Western Hemisphere [and] Eastern Hemisphere, produced by John Tallis in London, 1851, offer detailed representations of the two hemispheres, each supplemented with twelve illustrative vignettes. This pair of maps, coming from the zenith of mid-19th-century atlas artistry, demonstrate geographical precision and provide an enlightening visual narrative of the era.
Commissioned for R. Montgomery Martin's Illustrated Atlas, these works bear the unmistakable imprint of Tallis's approach to map-making. Straddling the domains of utility and illustration, his maps offer a balance between the rigors of geography and the addition of visual context, making them valuable both as tools and as records of a bygone era.

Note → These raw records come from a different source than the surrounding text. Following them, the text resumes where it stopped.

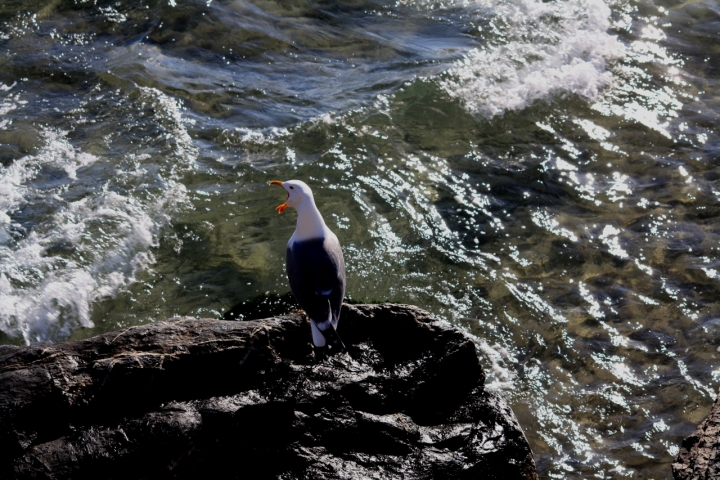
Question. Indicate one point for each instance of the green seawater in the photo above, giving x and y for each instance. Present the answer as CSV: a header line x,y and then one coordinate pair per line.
x,y
544,175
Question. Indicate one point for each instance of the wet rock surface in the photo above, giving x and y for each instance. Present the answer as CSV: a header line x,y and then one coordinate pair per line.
x,y
699,456
198,398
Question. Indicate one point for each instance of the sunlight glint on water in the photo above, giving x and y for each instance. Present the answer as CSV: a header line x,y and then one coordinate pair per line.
x,y
542,174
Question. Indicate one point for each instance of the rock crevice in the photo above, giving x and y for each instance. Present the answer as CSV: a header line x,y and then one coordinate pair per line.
x,y
190,398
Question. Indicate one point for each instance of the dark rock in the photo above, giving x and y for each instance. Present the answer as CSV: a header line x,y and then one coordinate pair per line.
x,y
197,398
699,456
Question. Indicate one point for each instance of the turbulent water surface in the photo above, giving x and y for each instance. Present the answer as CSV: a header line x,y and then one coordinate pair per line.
x,y
545,175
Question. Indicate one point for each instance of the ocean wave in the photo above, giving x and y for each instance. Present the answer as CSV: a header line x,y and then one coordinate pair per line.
x,y
536,51
67,242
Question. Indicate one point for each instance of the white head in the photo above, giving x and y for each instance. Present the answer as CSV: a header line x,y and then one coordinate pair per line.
x,y
298,193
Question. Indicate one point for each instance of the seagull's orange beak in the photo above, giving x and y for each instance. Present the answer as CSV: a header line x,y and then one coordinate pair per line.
x,y
280,208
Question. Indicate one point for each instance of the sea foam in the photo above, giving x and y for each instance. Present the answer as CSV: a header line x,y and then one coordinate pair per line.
x,y
69,239
536,51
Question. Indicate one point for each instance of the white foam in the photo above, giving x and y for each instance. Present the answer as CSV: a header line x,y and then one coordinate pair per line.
x,y
78,251
547,50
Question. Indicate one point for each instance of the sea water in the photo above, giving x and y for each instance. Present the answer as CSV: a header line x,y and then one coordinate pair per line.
x,y
545,175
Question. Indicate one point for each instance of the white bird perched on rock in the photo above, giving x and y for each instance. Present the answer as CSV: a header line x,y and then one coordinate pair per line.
x,y
315,268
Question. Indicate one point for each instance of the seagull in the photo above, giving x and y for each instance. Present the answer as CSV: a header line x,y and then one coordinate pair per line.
x,y
315,268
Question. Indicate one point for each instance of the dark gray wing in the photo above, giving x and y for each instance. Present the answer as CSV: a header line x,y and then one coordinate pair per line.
x,y
316,271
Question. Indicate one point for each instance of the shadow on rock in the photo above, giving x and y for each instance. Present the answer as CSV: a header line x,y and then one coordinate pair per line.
x,y
198,398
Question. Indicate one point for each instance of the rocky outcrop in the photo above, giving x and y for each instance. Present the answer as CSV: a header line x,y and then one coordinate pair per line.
x,y
699,456
198,398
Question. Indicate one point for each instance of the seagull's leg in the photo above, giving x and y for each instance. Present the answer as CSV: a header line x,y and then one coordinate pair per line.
x,y
332,340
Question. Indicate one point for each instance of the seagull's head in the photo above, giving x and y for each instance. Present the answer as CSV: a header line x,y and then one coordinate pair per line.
x,y
298,193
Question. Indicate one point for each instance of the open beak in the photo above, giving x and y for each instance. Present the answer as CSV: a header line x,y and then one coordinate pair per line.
x,y
280,208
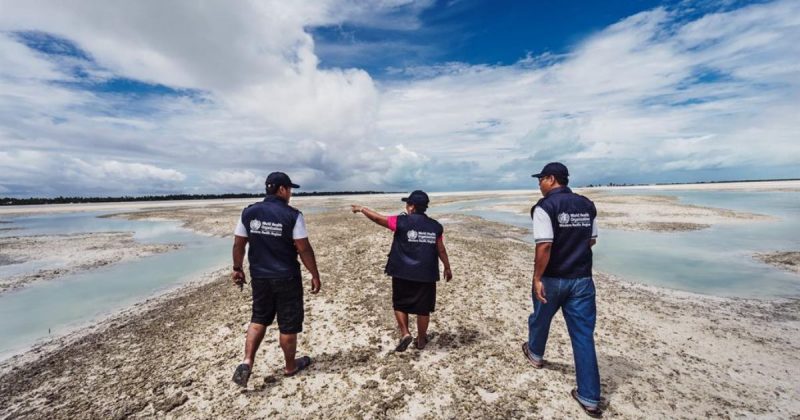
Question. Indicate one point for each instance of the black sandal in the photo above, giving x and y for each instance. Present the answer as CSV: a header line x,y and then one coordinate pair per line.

John Tallis (1817-1876) was a British map publisher. Born in the Midlands, Tallis came to London in the 1840s. Tallis began his London career with a series of remarkable London street views. He began a partnership with a Frederick Tallis, possibly his brother, but their collaboration ended in 1849. For the Great Exhibition of 1851, Tallis published the Illustrated World Atlas, one of the last series of decorative world maps ever produced. The maps were engraved by John Rapkin, a skilled artisan. The maps were later reissued by the London Printing & Publishing Company, who left the Tallis imprint intact, thus ensuring his enduring fame. In 1858, he began publication of the popular Illustrated News of the World and National Portrait Gallery of Eminent Personages, selling it in 1861 (it ceased publication in 1863).